副耳は通常皮膚組織のみを含み、柔らかい感触をしていますが、硬くコリコリとしている場合には、軟骨組織が含まれていることもあります。

一般的に、他に自覚症状は認めないものの、副耳の根元に湿疹ができることもあります。このほか、軽度の耳の変形を伴うケースもあります。

副耳の検査・診断

副耳は外観から観察できるため、特別な検査は行われません。生まれてすぐに耳の近くにイボ状の突起を認める場合には、副耳と診断されます。

副耳の治療

副耳では、一般的に特別な治療は必要ありません。しかし、副耳の根本に湿疹ができやすい場合があるほか、美容面に配慮して保護者が治療を希望するケースもあります。そのような場合には、外科的な治療が考慮されます。

副耳の外科的治療には、「結紮術(けっさつじゅつ)」と「切除術」があります。

結紮術

副耳が小さい場合や軟骨組織を含まない場合には結紮術(けっさつじゅつ)が考慮されることがあります。ただし、実際には軟骨組織を含む副耳のケースが多く、現在はあまり行われていない治療方法です。

結紮術では、副耳の根元を縛り、血流を途絶えさせて1〜2週間で自然に壊死脱落するのを待ちます。結紮術は生後すぐに行うことが可能で、麻酔の必要はありません。

切除術

副耳に軟骨組織が含まれる場合には、結紮術を行ってもイボを完全に取り除くことができません。そのため、軟骨組織を含む副耳では切除術が考慮されます。

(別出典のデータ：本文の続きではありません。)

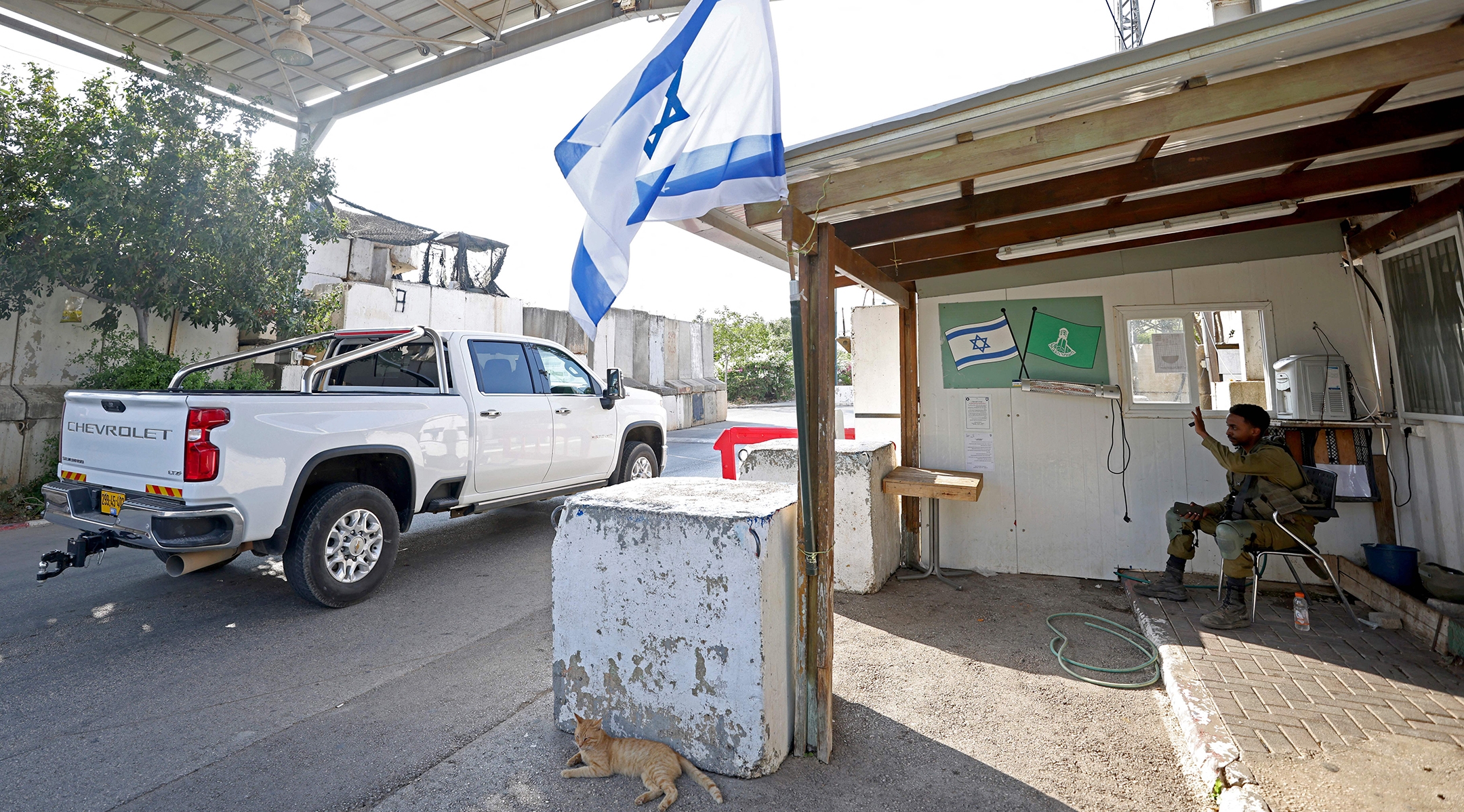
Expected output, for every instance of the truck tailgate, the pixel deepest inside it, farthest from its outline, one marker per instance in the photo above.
(115, 438)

切除術には全身麻酔が必要であるため、通常1歳以降に行われます。耳の変形などの形態異常を伴う場合には、それに対する手術を同時に行うこともあります。
術後はできるだけ患部を触らないようにして、適切に消毒を行うことが重要です。

結紮術、切除術ともに術後は傷跡が残りますが、次第に目立たなくなります。

副耳になりやすい人・予防の方法

副耳は胎児期に耳の成長過程で発生するため、予防することは困難です。

なりやすい人についてもはっきりしたことは分かっていませんが、遺伝性のこともあるため、両親や祖父母などに副耳があると、生まれくる赤ちゃんにも副耳ができる可能性が高まります。ただし、遺伝とは関係なく、胎児期の成長過程で偶然発生することもあります。

生まれてすぐ耳の近くにイボ状の突起を認める場合には、医師による診断を受け適切な治療を受けましょう。